An example is as follows.

import meep as mp
import meep.adjoint as mpa
import numpy as np
from autograd import numpy as npa
Si, SiO2 = mp.Medium(index=3.4), mp.Medium(index=1.44)
print("Single precision? ",mp.is_single_precision())

resolution,design_resolution = 20,20
Lx,Ly,pml_size = 2,4,1
cell_size = mp.Vector3(Lx,Ly+2*pml_size)
pml_layers = [mp.PML(pml_size, direction=mp.Y)]
design_width,design_height = 1,0.6
monitor_width,monitor_height = 1,design_height+0.1

fcen,fwidth = 1/1.55,0.01/1.55
source_center,source_size = mp.Vector3(0,-Ly/4),mp.Vector3(Lx,0)

src = mp.GaussianSource(frequency=fcen,fwidth=fwidth)
source = [mp.Source(src,component=mp.Ez,center=source_center,size=source_size)]
Nx,Ny = int(round(design_resolution*design_width)),1

design_variables = mp.MaterialGrid(mp.Vector3(Nx,Ny),SiO2,Si,grid_type='U_MEAN')
design_region = mpa.DesignRegion(design_variables,volume=mp.Volume(center=mp.Vector3(), size=mp.Vector3(design_width, design_height)))

geometry = [mp.Block(center=design_region.center, size=design_region.size, material=design_variables)] # design region
sim = mp.Simulation(
    cell_size=cell_size,boundary_layers=pml_layers,geometry=geometry,
    sources=source,default_material=SiO2,resolution=resolution)

nf = mpa.FourierFields(sim,mp.Volume(center=mp.Vector3(0,monitor_height),size=mp.Vector3(monitor_width,0)),mp.Ez,yee_grid=True)
ob_list = [nf]

def J(near_data):
    return npa.abs(near_data[0,0])**2

opt = mpa.OptimizationProblem(
    simulation = sim,objective_functions = J,objective_arguments = ob_list,design_regions = [design_region],
    fcen=fcen,df = 0,nf = 1,decay_by = 1e-5)

x0 = 0.5*np.ones(Nx*Ny)
opt.update_design([x0])
f0, dJ_deps = opt()

db, choose = 1e-4, 5
np.random.seed(20211204)

g_discrete, idx = opt.calculate_fd_gradient(num_gradients=choose,db=db)
g_discrete = np.array(g_discrete).flatten()
g_adjoint = dJ_deps.flatten()

print("Randomly selected indices: ",idx)
print("Finite-difference gradient: ",g_discrete)
print("Adjoint gradient: ",g_adjoint[idx])

With double precision, the results are

Finite-difference gradient:  [206.65506121 -82.40772321  98.45018865   5.91237534  85.70581779]
Adjoint gradient:  [206.65504516 -82.38054598  98.43878076   5.91337638  85.71809238]

With single precision, the adjoint gradients vary among different runs and do not match the finite-difference gradients.

[stevengj]

the adjoint run hangs at MPI_Allreduce in max_to_all, which is invoked in one of the new functions get_dims

This will happen if not all of the processes are calling max_to_all.

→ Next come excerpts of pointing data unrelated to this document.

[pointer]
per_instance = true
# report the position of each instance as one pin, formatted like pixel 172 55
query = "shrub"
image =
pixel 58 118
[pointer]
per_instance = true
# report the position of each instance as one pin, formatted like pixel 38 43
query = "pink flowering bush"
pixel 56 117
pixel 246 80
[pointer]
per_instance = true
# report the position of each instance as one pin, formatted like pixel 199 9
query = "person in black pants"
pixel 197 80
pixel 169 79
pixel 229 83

Maybe add a printf("hello from process %\n", my_rank()); to see which processes are calling fourier_sourcedata and hence get_dims?

[stevengj]

Keep this comment, it's helpful!

[stevengj]

@smartalecH, could you explain what is going on here? Why can you sum over frequency if the objective function is vector-valued?

[stevengj]

You can just use v.get_max_corner() etcetera and eliminate where completely?

[oskooi]

Looks like this PR, particularly the contents of dft_fields::fourier_sourcedata, is causing failures in the address sanitizer related to the misuse of size_t (unsigned) and ptrdiff_t (signed).